Well, admission to Oxford (undergraduate admission at any rate) is indeed competitive. Since this knowledge is so hard for the press to cope with, it is doubtless good if they don't look too hard at the tiers of competition which exist within the university itself. Having already loaded words such as "privilege" and "elitism" with such insupportable (though essentially meaningless) weight, I can't imagine what terminology they would have left for the institution of All Souls College. This is the Oxford-within-Oxford, a fellows-only college which generates among Oxonians the same class of myth that the University generates in the wider world. Perhaps among Fellows of All Souls there is a particular committee or something which evokes the same kind of legends and mystique. Members of that committee would I imagine spend their nights dreaming of the elusive and exclusive position of Chair. The Chair probably knows of a committee of Exclusive Academic Committee Chairs and wonders what cruel prejudice keeps him off it.
Anyway, at the inappropriately named All Souls, two fortunate souls per year are given a set of rooms and a stipend tenable for seven years, during which time they are obliged to do nothing but exactly as they please. The Prize Fellowship is awarded by exam, the focal point of much of the mythologizing, not least for the question which consists of a single word. This year it was "Water," for anyone who cares. The range of privileges which accompanies success in this competition is, I need hardly add, extensive, as is the associated cachet. It is also very pretty, though the website is a bit coy about photos so this is the best I could do.
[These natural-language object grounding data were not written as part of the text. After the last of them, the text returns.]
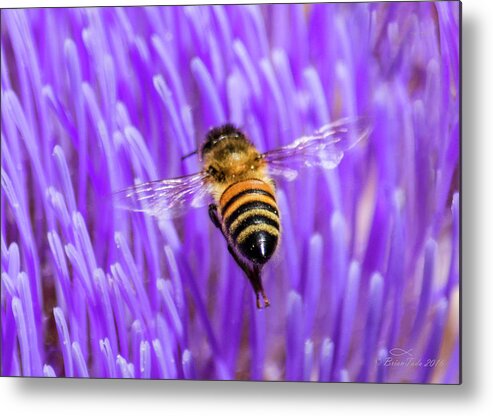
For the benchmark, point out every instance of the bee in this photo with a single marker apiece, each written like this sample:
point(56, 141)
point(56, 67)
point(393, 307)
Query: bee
point(237, 183)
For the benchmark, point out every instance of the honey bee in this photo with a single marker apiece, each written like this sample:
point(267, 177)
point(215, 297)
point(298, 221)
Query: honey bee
point(237, 182)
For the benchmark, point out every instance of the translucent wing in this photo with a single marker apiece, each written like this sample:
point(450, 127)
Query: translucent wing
point(325, 148)
point(167, 198)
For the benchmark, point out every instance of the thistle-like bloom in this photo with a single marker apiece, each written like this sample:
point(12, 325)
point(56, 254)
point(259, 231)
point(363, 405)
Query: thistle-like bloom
point(365, 284)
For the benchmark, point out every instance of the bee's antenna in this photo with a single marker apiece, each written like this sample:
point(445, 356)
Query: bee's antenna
point(190, 154)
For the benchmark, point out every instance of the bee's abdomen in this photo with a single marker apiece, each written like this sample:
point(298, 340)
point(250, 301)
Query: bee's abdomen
point(251, 219)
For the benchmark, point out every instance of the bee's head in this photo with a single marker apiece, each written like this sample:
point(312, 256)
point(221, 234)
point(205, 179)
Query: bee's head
point(218, 134)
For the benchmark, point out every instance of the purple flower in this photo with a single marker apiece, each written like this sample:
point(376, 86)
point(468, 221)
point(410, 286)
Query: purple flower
point(365, 283)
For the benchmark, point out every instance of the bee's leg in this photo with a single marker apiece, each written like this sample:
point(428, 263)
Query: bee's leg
point(213, 215)
point(254, 276)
My interest in all this is that earlier in the week one of my oldest friends was awarded one of these incredibly prestigious fellowships, to my enormous pride and delight. I have known him since school, when he was quite a little boy and I a worldly-wise 6th former, and subsequently adopted the approach of a terribly neglectful but very fond big sister who offers the well-meant but sporadic and probably useless voice of experience in such matters as debating competitions, Oxford admissions, finals, etc. Indeed, we have numerous endeavours in commmon, in which I as the elder am ostensibly better-versed but in fact a bit hopeless, and in every single case have been immediately, gracefully and very convincingly upstaged by my vastly more talented young friend as he graduates to each rite de passage in turn. Since in addition to his formidable intellect he is the nicest and most gracious and modest man in the entire world, it is not only right and proper that he should be the recipient of the richest academic honours, it is also a matter of genuine pleasure. How often can you say that?